Concept in model theory

In model theory, a stable group is a group that is stable in the sense of stability theory.
An important class of examples is provided by groups of finite Morley rank (see below).

==Examples==
- A group of finite Morley rank is an abstract group G such that the formula x = x has finite Morley rank for the model G. It follows from the definition that the theory of a group of finite Morley rank is ω-stable; therefore groups of finite Morley rank are stable groups. Groups of finite Morley rank behave in certain ways like finite-dimensional objects. The striking similarities between groups of finite Morley rank and finite groups are an object of active research.
- All finite groups have finite Morley rank, in fact rank 0.
- Algebraic groups over algebraically closed fields have finite Morley rank, equal to their dimension as algebraic sets.
- Sela (2006) showed that free groups, and more generally torsion-free hyperbolic groups, are stable.
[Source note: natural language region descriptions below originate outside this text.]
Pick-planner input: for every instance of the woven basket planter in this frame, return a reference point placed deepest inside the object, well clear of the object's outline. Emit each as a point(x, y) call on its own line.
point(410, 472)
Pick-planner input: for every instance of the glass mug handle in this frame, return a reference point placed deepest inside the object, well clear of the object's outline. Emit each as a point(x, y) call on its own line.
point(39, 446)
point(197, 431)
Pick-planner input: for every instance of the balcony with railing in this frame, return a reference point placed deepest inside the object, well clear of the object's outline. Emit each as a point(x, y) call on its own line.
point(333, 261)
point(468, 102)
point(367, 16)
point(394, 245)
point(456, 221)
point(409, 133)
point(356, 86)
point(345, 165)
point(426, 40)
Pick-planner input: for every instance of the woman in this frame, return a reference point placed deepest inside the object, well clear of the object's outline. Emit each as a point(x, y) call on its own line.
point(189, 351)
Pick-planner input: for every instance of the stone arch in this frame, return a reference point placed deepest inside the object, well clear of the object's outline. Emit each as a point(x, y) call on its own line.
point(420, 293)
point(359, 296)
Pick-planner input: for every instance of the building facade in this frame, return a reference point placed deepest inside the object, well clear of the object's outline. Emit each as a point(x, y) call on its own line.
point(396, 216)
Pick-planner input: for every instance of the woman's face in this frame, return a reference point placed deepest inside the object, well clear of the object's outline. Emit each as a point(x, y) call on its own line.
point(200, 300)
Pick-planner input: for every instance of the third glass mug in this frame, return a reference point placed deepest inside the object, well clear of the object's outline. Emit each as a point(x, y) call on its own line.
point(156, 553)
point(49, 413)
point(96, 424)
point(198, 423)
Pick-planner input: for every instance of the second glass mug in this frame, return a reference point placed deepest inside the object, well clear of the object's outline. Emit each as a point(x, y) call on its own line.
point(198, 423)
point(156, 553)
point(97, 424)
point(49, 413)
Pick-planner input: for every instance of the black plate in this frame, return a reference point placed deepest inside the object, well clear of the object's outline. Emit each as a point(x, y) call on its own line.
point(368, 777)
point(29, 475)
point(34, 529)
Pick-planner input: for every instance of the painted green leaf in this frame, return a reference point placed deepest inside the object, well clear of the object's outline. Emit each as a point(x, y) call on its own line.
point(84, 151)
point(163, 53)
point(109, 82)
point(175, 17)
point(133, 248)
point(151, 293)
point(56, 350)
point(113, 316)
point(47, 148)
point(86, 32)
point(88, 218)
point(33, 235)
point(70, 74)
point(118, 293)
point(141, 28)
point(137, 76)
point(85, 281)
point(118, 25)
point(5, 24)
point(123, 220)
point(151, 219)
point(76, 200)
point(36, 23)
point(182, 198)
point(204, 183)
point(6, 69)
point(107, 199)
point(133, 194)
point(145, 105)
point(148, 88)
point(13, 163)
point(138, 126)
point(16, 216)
Free groups on more than one generator are not superstable.

==The Cherlin–Zilber conjecture==
The Cherlin–Zilber conjecture (also called the algebraicity conjecture), due to Gregory Cherlin (1979) and Boris Zil'ber (1977), suggests that infinite (ω-stable) simple groups are simple algebraic groups over algebraically closed fields. The conjecture would have followed from Zilber's trichotomy conjecture. Cherlin posed the question for all ω-stable simple groups, but remarked that even the case of groups of finite Morley rank seemed hard.

Progress towards this conjecture has followed Borovik’s program of transferring methods used in classification of finite simple groups. One possible source of counterexamples is bad groups: nonsoluble connected groups of finite Morley rank all of whose proper connected definable subgroups are nilpotent. (A group is called connected if it has no definable subgroups of finite index other than itself.)

A number of special cases of this conjecture have been proved; for example:
- Any connected group of Morley rank 1 is abelian.
- Cherlin proved that a connected rank 2 group is solvable.
- Cherlin proved that a simple group of Morley rank 3 is either a bad group or isomorphic to PSL_{2}(K) for some algebraically closed field K that G interprets.
- Altinel, Borovik & Cherlin (2008) showed that an infinite group of finite Morley rank is either an algebraic group over an algebraically closed field of characteristic 2, or has finite 2-rank.